Premji Invest and Claypond Capital are the potential investors who are said to target only companies with high growth potential, and those in the consumer space that are run efficiently. The current structure of the Indian market is in the favor of Akasa Air as the current key player is IndiGo and Air India with Go First going bust and SpiceJet coming from a financial crisis. Prominent investors are of the view that Akasa Air which is highly-funded could create new dynamism and resulted in high returns. Entering the market in August 2021, Akasa Air rapidly grew its fleet as the pandemic lowered the cost of renting aircraft and hiring pilots and cabin crew. When the aircraft was first launched the airline placed an order for seventy six Boeing 737 Max, then placed an order for one hundred and fifty more in January. But it has been restricted because Boeing has slowed down production in recent years, a result of close regulatory monitoring of the company following a series of safety failures.

For the fiscal ended 2022, Akasa Air presented losses of Rs 744 crore; however, the FY24 predicted industry losses are over Rs 1,600 crore. To these losses, CEO Dube blames the incremental investments required to set the right platform especially in safety, training and technology though he affirms that the initial outlay remains inviolate.

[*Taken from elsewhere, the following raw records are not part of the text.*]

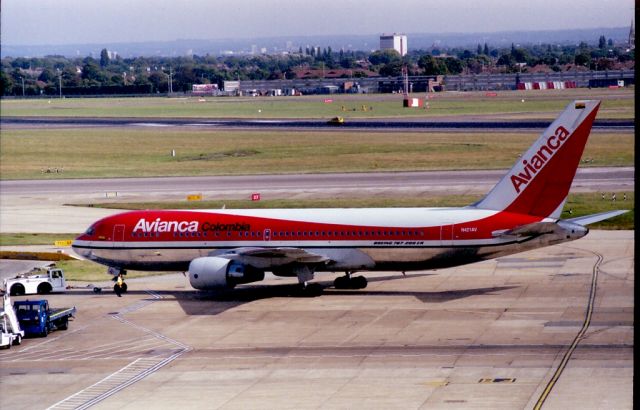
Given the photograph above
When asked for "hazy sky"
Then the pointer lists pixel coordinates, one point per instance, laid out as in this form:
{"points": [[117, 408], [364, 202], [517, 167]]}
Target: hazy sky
{"points": [[38, 22]]}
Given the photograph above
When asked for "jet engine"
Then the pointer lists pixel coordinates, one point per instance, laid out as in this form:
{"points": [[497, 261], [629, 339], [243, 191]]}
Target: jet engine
{"points": [[214, 273]]}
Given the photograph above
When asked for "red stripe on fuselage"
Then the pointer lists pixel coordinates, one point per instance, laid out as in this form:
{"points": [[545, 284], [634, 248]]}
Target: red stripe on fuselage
{"points": [[172, 226]]}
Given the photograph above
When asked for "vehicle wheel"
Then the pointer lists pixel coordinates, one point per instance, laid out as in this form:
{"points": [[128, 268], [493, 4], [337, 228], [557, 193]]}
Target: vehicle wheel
{"points": [[312, 290], [359, 282], [44, 288], [17, 290]]}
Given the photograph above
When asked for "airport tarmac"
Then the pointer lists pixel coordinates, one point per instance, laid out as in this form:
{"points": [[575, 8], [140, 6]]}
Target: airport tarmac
{"points": [[38, 206], [487, 335]]}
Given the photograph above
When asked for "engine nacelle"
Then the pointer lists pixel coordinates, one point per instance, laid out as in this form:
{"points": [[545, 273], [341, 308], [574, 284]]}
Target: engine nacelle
{"points": [[214, 273]]}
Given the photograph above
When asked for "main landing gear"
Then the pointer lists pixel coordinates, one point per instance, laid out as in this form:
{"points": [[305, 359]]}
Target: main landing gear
{"points": [[350, 282]]}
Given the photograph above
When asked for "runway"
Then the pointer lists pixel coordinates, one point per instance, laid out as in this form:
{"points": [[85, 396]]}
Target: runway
{"points": [[39, 206], [487, 335], [386, 124]]}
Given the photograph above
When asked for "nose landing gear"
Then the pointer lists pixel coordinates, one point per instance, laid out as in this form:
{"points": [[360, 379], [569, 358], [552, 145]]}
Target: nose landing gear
{"points": [[350, 282]]}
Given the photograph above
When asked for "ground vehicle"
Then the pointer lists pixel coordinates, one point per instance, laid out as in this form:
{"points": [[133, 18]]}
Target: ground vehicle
{"points": [[38, 319], [10, 331], [37, 281]]}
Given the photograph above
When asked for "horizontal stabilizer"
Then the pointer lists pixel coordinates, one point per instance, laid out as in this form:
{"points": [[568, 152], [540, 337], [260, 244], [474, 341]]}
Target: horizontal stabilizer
{"points": [[589, 219], [534, 229]]}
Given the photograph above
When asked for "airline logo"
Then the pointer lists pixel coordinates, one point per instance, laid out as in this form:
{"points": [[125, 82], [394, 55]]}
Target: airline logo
{"points": [[158, 225], [165, 226], [537, 161]]}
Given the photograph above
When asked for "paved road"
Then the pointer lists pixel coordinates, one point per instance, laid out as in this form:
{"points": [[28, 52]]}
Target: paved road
{"points": [[487, 335], [39, 205], [603, 124], [608, 179]]}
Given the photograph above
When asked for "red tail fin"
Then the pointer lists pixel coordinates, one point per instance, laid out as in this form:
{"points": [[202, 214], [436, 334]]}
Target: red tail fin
{"points": [[538, 184]]}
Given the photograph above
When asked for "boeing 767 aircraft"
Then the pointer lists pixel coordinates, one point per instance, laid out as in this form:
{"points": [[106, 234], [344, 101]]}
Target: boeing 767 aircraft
{"points": [[224, 248]]}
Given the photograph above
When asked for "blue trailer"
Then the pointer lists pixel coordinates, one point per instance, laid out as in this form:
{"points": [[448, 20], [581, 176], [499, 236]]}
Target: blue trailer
{"points": [[38, 319]]}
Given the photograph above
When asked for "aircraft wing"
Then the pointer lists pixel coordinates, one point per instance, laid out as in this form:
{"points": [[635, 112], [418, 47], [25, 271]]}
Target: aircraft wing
{"points": [[265, 258], [589, 219]]}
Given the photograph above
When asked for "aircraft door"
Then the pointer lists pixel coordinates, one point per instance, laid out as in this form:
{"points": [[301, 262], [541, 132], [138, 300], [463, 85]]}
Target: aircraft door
{"points": [[446, 235]]}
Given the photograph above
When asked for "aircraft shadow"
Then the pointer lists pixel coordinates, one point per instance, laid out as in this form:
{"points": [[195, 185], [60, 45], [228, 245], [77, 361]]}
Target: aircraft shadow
{"points": [[215, 302]]}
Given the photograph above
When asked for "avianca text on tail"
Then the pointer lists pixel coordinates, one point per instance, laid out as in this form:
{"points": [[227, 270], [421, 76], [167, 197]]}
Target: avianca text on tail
{"points": [[535, 163], [225, 248]]}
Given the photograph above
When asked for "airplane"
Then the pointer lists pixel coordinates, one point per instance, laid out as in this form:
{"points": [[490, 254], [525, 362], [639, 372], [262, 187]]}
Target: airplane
{"points": [[224, 248]]}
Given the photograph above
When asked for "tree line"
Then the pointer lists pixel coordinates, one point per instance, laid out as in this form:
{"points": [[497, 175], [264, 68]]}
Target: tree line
{"points": [[153, 75]]}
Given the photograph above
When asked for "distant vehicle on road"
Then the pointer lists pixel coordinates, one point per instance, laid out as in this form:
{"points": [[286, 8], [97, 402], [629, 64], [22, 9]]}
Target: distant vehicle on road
{"points": [[336, 121], [37, 281], [38, 319]]}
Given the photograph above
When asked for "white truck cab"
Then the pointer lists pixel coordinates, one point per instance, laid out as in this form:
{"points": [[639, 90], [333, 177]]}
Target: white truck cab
{"points": [[37, 281]]}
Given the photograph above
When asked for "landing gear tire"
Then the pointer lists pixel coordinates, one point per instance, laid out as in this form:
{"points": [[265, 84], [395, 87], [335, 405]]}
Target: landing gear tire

For Ranjan Pai, who has a 30 per cent stake in Manipal Hospitals that accounts for $400-500 million, the new economy sector investment is one of the major new ventures. Its major clients are Bluestone, Pharmeasy, Purplle and it also has a 74% stake in Aakash institute. Premji Invest, family office managing India’s largest portfolio over $10bn, remains active across sectors; latest deals involve investments in AI companies in US and India as well as FirstCry, Lenskart, KreditBee.